The White House argues that a better trade deal would support companies making goods in America, thus creating more American jobs. That would likely be true in some cases. The US market is a very large one, so some companies would probably relocate production to the US to avoid paying tariffs.

But other companies might decide its cheaper to relocate their manufacturing out of North America entirely. They could, for instance, produce goods entirely in China and then pay the US tariff instead. The US tariff on passenger cars is only 2.5 per cent, so if Nafta falls apart it may be more cost-effective for companies to make cars in Asia.

A contentious collapse

A withdrawal from Nafta could set the stage for a new trade pact with the three countries, or perhaps a bilateral trade deal with Mexico and an updated agreement with Canada. But following a contentious collapse of the agreement, Canada and Mexico may be in no mood to negotiate.

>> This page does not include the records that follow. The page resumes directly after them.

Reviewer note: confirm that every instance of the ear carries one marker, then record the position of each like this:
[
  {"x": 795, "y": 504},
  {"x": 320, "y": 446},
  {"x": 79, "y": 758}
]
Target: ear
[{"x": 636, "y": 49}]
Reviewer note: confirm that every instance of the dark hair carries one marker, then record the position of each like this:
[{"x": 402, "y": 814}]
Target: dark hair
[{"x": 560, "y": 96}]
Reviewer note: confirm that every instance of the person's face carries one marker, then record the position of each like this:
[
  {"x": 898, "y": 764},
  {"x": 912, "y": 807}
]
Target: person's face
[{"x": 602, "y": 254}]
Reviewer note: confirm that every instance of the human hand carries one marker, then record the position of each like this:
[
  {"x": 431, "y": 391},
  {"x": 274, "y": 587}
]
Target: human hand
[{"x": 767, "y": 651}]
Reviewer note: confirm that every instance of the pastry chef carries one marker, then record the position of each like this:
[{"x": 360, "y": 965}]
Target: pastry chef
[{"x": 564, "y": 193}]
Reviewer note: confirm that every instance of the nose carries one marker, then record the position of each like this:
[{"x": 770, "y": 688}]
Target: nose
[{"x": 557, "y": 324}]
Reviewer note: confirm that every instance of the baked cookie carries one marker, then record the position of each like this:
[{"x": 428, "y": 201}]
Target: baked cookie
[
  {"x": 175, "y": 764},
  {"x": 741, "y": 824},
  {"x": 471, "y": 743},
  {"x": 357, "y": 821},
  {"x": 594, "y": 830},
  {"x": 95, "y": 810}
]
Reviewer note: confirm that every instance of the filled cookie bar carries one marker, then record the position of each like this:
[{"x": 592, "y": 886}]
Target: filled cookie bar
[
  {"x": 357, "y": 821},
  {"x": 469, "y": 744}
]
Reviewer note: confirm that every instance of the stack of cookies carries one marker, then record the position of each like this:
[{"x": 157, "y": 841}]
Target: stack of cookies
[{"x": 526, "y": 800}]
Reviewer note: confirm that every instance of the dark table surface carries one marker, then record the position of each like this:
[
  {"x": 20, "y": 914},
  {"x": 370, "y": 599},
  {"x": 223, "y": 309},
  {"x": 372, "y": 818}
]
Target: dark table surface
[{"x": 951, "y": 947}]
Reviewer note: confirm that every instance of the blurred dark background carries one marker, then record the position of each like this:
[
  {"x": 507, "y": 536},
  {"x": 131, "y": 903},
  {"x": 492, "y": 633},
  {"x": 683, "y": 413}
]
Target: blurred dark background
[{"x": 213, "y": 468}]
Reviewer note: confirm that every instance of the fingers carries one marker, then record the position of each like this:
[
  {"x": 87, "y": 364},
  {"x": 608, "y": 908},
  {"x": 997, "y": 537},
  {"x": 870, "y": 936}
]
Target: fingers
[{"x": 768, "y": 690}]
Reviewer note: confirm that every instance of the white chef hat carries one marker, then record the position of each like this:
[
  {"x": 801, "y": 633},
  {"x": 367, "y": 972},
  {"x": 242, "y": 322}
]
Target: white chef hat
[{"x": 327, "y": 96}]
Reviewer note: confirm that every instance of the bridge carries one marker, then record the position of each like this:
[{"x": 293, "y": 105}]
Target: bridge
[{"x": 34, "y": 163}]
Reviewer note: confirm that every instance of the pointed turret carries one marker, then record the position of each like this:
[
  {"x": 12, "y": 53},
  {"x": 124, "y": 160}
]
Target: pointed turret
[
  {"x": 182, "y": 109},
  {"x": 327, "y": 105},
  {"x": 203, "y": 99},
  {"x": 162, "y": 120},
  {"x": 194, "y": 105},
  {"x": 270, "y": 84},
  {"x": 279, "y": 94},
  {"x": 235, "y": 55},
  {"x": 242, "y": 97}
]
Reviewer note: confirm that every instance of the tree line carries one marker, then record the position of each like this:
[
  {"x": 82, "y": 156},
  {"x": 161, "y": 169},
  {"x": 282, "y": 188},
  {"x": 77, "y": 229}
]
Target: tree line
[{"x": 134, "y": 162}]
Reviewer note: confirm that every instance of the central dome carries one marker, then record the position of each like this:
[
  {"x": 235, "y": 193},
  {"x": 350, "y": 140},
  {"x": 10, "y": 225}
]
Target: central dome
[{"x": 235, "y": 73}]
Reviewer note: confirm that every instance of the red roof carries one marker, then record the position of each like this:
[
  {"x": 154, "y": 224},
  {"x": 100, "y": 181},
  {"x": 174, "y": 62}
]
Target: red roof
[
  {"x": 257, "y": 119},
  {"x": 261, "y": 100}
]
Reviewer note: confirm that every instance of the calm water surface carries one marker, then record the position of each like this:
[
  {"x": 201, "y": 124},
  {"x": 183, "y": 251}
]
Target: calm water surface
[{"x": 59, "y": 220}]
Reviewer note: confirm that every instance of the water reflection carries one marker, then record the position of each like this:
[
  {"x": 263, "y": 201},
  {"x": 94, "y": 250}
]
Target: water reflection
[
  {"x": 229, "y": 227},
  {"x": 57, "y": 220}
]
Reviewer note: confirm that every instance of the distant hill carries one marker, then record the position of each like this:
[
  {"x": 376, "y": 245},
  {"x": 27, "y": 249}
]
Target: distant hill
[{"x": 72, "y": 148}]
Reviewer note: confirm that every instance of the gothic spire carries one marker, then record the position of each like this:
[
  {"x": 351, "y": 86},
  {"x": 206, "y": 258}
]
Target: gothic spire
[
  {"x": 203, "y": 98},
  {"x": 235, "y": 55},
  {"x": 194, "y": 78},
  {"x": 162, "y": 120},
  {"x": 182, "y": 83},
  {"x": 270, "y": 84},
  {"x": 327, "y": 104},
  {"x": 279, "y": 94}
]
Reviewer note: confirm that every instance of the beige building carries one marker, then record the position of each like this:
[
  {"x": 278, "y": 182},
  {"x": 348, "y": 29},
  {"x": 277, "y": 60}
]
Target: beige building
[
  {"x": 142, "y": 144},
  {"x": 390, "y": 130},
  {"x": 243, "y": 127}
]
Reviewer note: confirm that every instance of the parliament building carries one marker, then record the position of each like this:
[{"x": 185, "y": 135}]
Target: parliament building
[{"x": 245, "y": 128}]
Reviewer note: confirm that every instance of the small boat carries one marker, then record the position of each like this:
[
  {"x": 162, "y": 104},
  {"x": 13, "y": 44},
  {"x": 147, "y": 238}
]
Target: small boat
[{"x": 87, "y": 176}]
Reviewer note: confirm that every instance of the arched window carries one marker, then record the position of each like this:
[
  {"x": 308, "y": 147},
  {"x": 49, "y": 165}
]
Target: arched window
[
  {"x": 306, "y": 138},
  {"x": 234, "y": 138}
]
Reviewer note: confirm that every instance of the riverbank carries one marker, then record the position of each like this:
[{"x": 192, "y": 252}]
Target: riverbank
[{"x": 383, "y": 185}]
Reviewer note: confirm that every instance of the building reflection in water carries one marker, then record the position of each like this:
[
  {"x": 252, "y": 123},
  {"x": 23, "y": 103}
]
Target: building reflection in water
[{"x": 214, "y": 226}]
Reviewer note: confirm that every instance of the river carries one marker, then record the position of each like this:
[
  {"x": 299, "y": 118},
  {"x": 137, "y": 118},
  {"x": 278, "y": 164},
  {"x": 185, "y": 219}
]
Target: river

That could put the US at a disadvantage.

Mexico and Canada could remain members of Nafta and continue trading on its terms. It’s important to note that the European Union has signed free trade agreements with both Mexico and Canada that lowered tariffs on most products to zero, meaning that European companies may have an edge over American competitors in those markets.

In the aftermath of Nafta, the most likely scenario is that Canada and Mexico would push ahead with trade agreements with other countries. Both are still in discussions to pass the Trans-Pacific Partnership, a multicountry trade pact that Trump withdrew the US, from on his fourth day in office. That deal would give Canada and Mexico tariff-free access to several lucrative markets, including Japan.

— New York Times News Service

Ana Swanson and Kevin Granville are columnists for New York Times.